He combines his own classically trained musical skills on piano with his empathetic acting approach, blending details of the great composer’s personal life with their professional legacy and his own life to create a very human portrait.

“Humanizing them is not making them small. Humanizing them is understanding that their genius came out of very human things that we all share,” he said.

He's used the city of Florence as a backdrop, filming some scenes connected to the artist portrayed — like the visit to Tchaikovsky's old home — and knitting them into the livestream. Due to time differences, he's often performing at 2 a.m. He once did a talk-back at 5 a.m.

His portrait of Tchaikovsky blends sections of “The Nutcracker” — which Felder drily notes was despised by the public and the press on its debut — with details like Tchaikovsky mother's death of cholera when he was 14 and that he gave the first ever concert at Carnegie Hall.

But Tchaikovsky was, by all accounts, gay and forced to remain closeted on penalty of being sent to Siberia. Felder's handle on the composer is that so much beautiful music came from a tortured, hiding soul.

“The point is not to out him in his story. It's to explore what it means to suffer if the only place you can put your real feelings are into your art because you cannot speak them,” Felder said.

“The point of the story is to share that you can be a very great artist, a famous person, a great personality, and still be afraid of the one thing that anybody would find out about you.”

Felder's recent transition from stage to screen has been challenging but has its own rewards. On the negative side, there's built-in anxiety when he can't see or sense the audience, just a camera.

“You’re stuck in a situation where you’re performing and you have no idea what’s reaching the other end,” he said. “You just don’t know if the technology is working.”

On the other hand, Felder can now do all sorts of small gestures and expressions — not to mention letting audiences see his fingers play — that couldn't be seen from a traditional stage show: “What it does is it makes for me a much more direct communication.”

One fan is Robert Kelley, who stepped down last year as artistic director from TheatreWorks Silicon Valley after 50 years at the helm, which included winning last year’s Tony Award for regional theatre. He calls Felder “one of a kind.”

“He’s invented and established essentially a new art form, and now he’s in the process of reinventing that art form to be seen online,” Kelly said. “Our audience loves Hershey. And I think it’s the combination of inspired acting, exceptional historical research and brilliant music played brilliantly live before your eyes.”

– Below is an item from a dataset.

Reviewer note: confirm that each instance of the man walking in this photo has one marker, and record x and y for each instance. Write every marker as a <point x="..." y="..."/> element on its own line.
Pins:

Felder is celebrating 27 years on the stage with a career that keeps him on the move. He's done a total of 10 composers and more are planned, including Puccini and Rachmaninoff.

He says he’s very rarely home for more than two weeks at a time and the nature of his one-man shows means he's not part of the Broadway or West End establishment. But that doesn't mean he won't rush to help his fellow artists.

“You always sort of feel on the outside. And yet here we are all these years later, and all of a sudden it fell into place when I really needed to take care of people,” he said.